There is a passing mention of Bolton in “The Rats in the Walls“, when Delapore, our narrator, mentions originally coming to Great Britain from that Massachusetts town, though no other details of the town are learned (save perhaps that one might grow wealthy enough living there to be able to buy and refurbish a ruin priory).

Finally in “The Colour Out of Space” we find a mention of “a timid windmill salesman from Bolton”.

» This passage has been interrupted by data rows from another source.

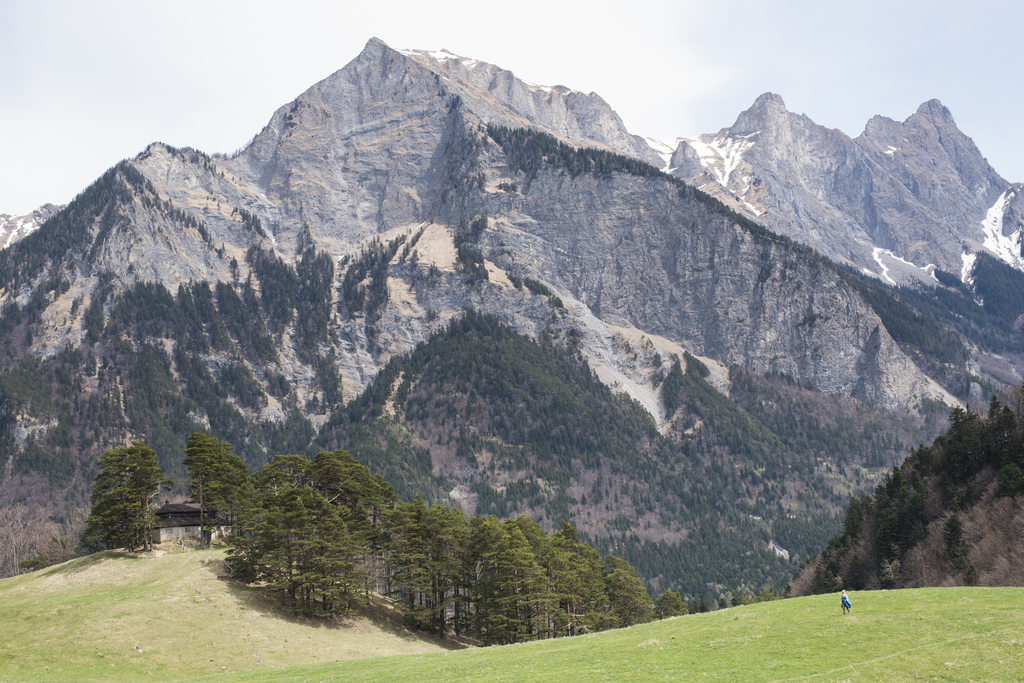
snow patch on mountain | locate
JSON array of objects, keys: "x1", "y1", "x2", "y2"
[
  {"x1": 0, "y1": 204, "x2": 63, "y2": 249},
  {"x1": 961, "y1": 253, "x2": 978, "y2": 287},
  {"x1": 862, "y1": 247, "x2": 936, "y2": 285},
  {"x1": 981, "y1": 191, "x2": 1024, "y2": 270},
  {"x1": 686, "y1": 131, "x2": 760, "y2": 187},
  {"x1": 643, "y1": 137, "x2": 686, "y2": 173}
]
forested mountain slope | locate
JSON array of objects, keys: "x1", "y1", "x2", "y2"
[
  {"x1": 6, "y1": 40, "x2": 1019, "y2": 598},
  {"x1": 793, "y1": 387, "x2": 1024, "y2": 594}
]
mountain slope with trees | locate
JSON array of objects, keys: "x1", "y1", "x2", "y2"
[{"x1": 793, "y1": 387, "x2": 1024, "y2": 594}]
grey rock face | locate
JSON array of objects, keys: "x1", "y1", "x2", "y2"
[
  {"x1": 14, "y1": 40, "x2": 950, "y2": 422},
  {"x1": 676, "y1": 93, "x2": 1010, "y2": 280},
  {"x1": 475, "y1": 165, "x2": 941, "y2": 408}
]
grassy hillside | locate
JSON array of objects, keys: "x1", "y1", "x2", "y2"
[
  {"x1": 0, "y1": 551, "x2": 1024, "y2": 683},
  {"x1": 207, "y1": 588, "x2": 1024, "y2": 682},
  {"x1": 0, "y1": 550, "x2": 459, "y2": 683}
]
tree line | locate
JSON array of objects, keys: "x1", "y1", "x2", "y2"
[
  {"x1": 795, "y1": 387, "x2": 1024, "y2": 593},
  {"x1": 83, "y1": 433, "x2": 671, "y2": 644}
]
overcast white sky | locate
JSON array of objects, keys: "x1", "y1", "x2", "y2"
[{"x1": 0, "y1": 0, "x2": 1024, "y2": 214}]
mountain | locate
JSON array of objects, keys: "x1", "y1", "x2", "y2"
[
  {"x1": 0, "y1": 39, "x2": 1020, "y2": 598},
  {"x1": 0, "y1": 204, "x2": 63, "y2": 249},
  {"x1": 793, "y1": 387, "x2": 1024, "y2": 594},
  {"x1": 663, "y1": 93, "x2": 1024, "y2": 284}
]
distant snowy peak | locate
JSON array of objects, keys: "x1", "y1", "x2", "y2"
[
  {"x1": 396, "y1": 41, "x2": 659, "y2": 164},
  {"x1": 398, "y1": 49, "x2": 583, "y2": 97},
  {"x1": 0, "y1": 204, "x2": 63, "y2": 249}
]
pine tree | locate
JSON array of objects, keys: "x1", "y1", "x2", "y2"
[
  {"x1": 184, "y1": 432, "x2": 241, "y2": 546},
  {"x1": 654, "y1": 591, "x2": 687, "y2": 618},
  {"x1": 82, "y1": 441, "x2": 169, "y2": 552},
  {"x1": 604, "y1": 555, "x2": 653, "y2": 627}
]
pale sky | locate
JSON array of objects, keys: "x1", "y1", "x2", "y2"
[{"x1": 0, "y1": 0, "x2": 1024, "y2": 214}]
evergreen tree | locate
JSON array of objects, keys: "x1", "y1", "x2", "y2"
[
  {"x1": 82, "y1": 441, "x2": 169, "y2": 552},
  {"x1": 184, "y1": 432, "x2": 241, "y2": 546},
  {"x1": 654, "y1": 591, "x2": 688, "y2": 618},
  {"x1": 604, "y1": 555, "x2": 653, "y2": 627}
]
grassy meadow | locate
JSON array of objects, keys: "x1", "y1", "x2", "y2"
[
  {"x1": 0, "y1": 549, "x2": 457, "y2": 683},
  {"x1": 0, "y1": 551, "x2": 1024, "y2": 683}
]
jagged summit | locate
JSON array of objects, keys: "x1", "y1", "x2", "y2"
[{"x1": 670, "y1": 92, "x2": 1021, "y2": 283}]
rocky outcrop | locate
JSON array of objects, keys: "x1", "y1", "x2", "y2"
[{"x1": 8, "y1": 40, "x2": 954, "y2": 422}]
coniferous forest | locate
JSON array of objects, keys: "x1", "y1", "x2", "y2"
[
  {"x1": 794, "y1": 387, "x2": 1024, "y2": 594},
  {"x1": 84, "y1": 433, "x2": 655, "y2": 644}
]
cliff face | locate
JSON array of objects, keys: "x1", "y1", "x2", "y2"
[
  {"x1": 12, "y1": 40, "x2": 946, "y2": 418},
  {"x1": 0, "y1": 40, "x2": 974, "y2": 591},
  {"x1": 672, "y1": 93, "x2": 1016, "y2": 282}
]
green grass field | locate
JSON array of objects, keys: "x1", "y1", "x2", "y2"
[
  {"x1": 0, "y1": 550, "x2": 455, "y2": 683},
  {"x1": 0, "y1": 551, "x2": 1024, "y2": 683}
]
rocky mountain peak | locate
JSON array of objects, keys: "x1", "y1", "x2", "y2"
[
  {"x1": 918, "y1": 99, "x2": 956, "y2": 126},
  {"x1": 729, "y1": 92, "x2": 790, "y2": 136}
]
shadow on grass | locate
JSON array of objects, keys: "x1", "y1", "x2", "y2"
[
  {"x1": 39, "y1": 550, "x2": 144, "y2": 575},
  {"x1": 204, "y1": 562, "x2": 473, "y2": 650}
]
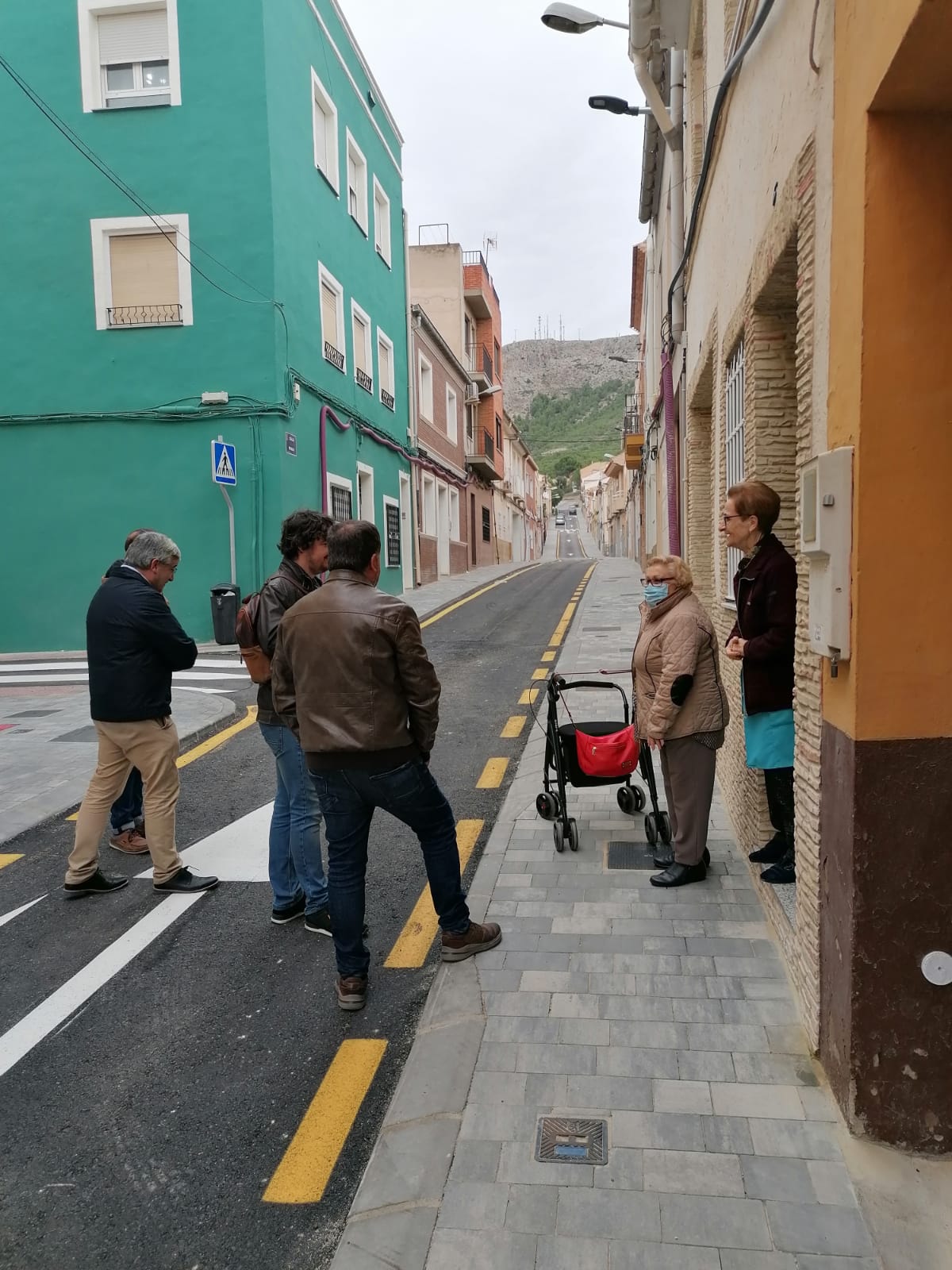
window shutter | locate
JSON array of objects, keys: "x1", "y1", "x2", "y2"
[
  {"x1": 109, "y1": 233, "x2": 179, "y2": 309},
  {"x1": 321, "y1": 282, "x2": 343, "y2": 352},
  {"x1": 97, "y1": 8, "x2": 169, "y2": 66}
]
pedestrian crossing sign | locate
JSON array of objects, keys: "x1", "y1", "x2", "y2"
[{"x1": 212, "y1": 441, "x2": 237, "y2": 485}]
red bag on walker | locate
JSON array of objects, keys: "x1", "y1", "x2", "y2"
[{"x1": 575, "y1": 725, "x2": 639, "y2": 779}]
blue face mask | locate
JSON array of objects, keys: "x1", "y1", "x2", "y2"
[{"x1": 645, "y1": 582, "x2": 668, "y2": 608}]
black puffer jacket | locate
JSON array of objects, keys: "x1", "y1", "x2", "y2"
[{"x1": 86, "y1": 560, "x2": 198, "y2": 722}]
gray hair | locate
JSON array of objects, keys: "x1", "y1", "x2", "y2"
[{"x1": 125, "y1": 529, "x2": 182, "y2": 569}]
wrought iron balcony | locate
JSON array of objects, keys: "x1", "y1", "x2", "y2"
[{"x1": 106, "y1": 305, "x2": 182, "y2": 326}]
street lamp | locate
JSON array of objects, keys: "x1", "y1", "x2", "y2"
[
  {"x1": 542, "y1": 4, "x2": 628, "y2": 36},
  {"x1": 589, "y1": 97, "x2": 650, "y2": 114}
]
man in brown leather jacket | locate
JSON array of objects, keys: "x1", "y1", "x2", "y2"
[{"x1": 271, "y1": 521, "x2": 501, "y2": 1010}]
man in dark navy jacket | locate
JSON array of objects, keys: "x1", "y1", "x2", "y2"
[{"x1": 65, "y1": 529, "x2": 218, "y2": 895}]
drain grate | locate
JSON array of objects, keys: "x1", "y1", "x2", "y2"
[
  {"x1": 536, "y1": 1115, "x2": 608, "y2": 1164},
  {"x1": 607, "y1": 842, "x2": 658, "y2": 870}
]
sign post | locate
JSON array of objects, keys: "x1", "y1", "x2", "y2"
[{"x1": 212, "y1": 437, "x2": 237, "y2": 587}]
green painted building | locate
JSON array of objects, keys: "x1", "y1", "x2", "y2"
[{"x1": 0, "y1": 0, "x2": 413, "y2": 652}]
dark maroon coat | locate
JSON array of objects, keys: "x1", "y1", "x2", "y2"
[{"x1": 727, "y1": 533, "x2": 797, "y2": 714}]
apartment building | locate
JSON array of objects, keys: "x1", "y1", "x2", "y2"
[
  {"x1": 0, "y1": 0, "x2": 413, "y2": 649},
  {"x1": 631, "y1": 0, "x2": 952, "y2": 1153}
]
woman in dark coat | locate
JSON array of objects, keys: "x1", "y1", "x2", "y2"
[{"x1": 721, "y1": 480, "x2": 797, "y2": 883}]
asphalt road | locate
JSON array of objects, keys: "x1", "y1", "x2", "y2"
[{"x1": 0, "y1": 561, "x2": 586, "y2": 1270}]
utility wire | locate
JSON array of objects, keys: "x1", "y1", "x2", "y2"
[{"x1": 0, "y1": 55, "x2": 287, "y2": 314}]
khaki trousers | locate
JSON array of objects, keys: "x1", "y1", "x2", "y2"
[
  {"x1": 66, "y1": 719, "x2": 182, "y2": 883},
  {"x1": 662, "y1": 737, "x2": 717, "y2": 865}
]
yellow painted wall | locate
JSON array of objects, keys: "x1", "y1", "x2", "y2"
[{"x1": 823, "y1": 0, "x2": 952, "y2": 741}]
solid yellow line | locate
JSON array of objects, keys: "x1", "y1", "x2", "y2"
[
  {"x1": 66, "y1": 706, "x2": 258, "y2": 821},
  {"x1": 383, "y1": 821, "x2": 484, "y2": 970},
  {"x1": 499, "y1": 715, "x2": 525, "y2": 741},
  {"x1": 420, "y1": 560, "x2": 542, "y2": 631},
  {"x1": 262, "y1": 1040, "x2": 387, "y2": 1204},
  {"x1": 476, "y1": 758, "x2": 509, "y2": 790}
]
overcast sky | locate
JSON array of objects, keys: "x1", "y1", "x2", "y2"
[{"x1": 340, "y1": 0, "x2": 645, "y2": 343}]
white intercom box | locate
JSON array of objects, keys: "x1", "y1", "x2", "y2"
[{"x1": 800, "y1": 446, "x2": 853, "y2": 665}]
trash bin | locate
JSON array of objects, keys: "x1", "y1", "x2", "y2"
[{"x1": 212, "y1": 582, "x2": 241, "y2": 644}]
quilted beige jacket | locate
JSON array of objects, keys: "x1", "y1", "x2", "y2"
[{"x1": 631, "y1": 589, "x2": 730, "y2": 741}]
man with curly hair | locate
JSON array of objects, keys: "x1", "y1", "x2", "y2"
[{"x1": 256, "y1": 510, "x2": 334, "y2": 936}]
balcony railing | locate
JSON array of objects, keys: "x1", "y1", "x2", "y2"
[
  {"x1": 466, "y1": 344, "x2": 493, "y2": 386},
  {"x1": 106, "y1": 305, "x2": 182, "y2": 326}
]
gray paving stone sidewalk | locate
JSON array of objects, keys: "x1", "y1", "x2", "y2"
[
  {"x1": 0, "y1": 684, "x2": 237, "y2": 842},
  {"x1": 334, "y1": 535, "x2": 881, "y2": 1270}
]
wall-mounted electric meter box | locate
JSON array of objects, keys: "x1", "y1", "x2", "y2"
[{"x1": 800, "y1": 446, "x2": 853, "y2": 665}]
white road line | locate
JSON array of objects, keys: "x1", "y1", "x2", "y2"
[
  {"x1": 0, "y1": 891, "x2": 208, "y2": 1076},
  {"x1": 0, "y1": 895, "x2": 46, "y2": 926}
]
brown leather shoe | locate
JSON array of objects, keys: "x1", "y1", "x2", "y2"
[
  {"x1": 109, "y1": 829, "x2": 148, "y2": 856},
  {"x1": 338, "y1": 974, "x2": 367, "y2": 1010},
  {"x1": 440, "y1": 922, "x2": 503, "y2": 961}
]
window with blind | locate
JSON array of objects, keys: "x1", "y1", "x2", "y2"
[
  {"x1": 347, "y1": 129, "x2": 368, "y2": 233},
  {"x1": 95, "y1": 8, "x2": 171, "y2": 110},
  {"x1": 351, "y1": 300, "x2": 373, "y2": 392},
  {"x1": 311, "y1": 66, "x2": 340, "y2": 193},
  {"x1": 377, "y1": 329, "x2": 396, "y2": 410},
  {"x1": 317, "y1": 265, "x2": 347, "y2": 371},
  {"x1": 108, "y1": 233, "x2": 182, "y2": 326},
  {"x1": 724, "y1": 339, "x2": 744, "y2": 605}
]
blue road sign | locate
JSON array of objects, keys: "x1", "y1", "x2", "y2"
[{"x1": 212, "y1": 441, "x2": 237, "y2": 485}]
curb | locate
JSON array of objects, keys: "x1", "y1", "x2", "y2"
[{"x1": 330, "y1": 561, "x2": 597, "y2": 1270}]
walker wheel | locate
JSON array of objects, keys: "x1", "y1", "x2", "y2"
[{"x1": 536, "y1": 791, "x2": 559, "y2": 821}]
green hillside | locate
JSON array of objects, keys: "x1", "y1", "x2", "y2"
[{"x1": 512, "y1": 379, "x2": 626, "y2": 479}]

Turning to RPG sources, most of our information on Bolton come from the scenario “Freak Show” (by Kevin Ross and Todd Woods) from Tales of the Miskatonic Valley.  In that scenario the Nichols Carnival (possibly inspired by a mention of a circus passing through Bolton in “Herbert West: Reanimator”) makes a stop in that town.  The scenario tells us that Bolton has a population of around 15,000, was founded on the banks of the James River (a tributary of the Miskatonic) around 1650 and incorporated in 1714.  A few locations within Bolton are referenced – such as a diner – but no further details are given.  The population and founding dates are repeated in the Lovecraft Country Gazetteer that was included in several subsequent Lovecraft Country products, adding to later versions that the town specializes in “shoes, leather goods, and textiles.”

(There is an actual Bolton in Massachusetts, but it is clear that Lovecraft’s rough factory town is not the small farming community in Worcester County.  Lovecraft mentions the passing through the real Bolton in a letter from 1934, but it is unclear when he learned of its existence.)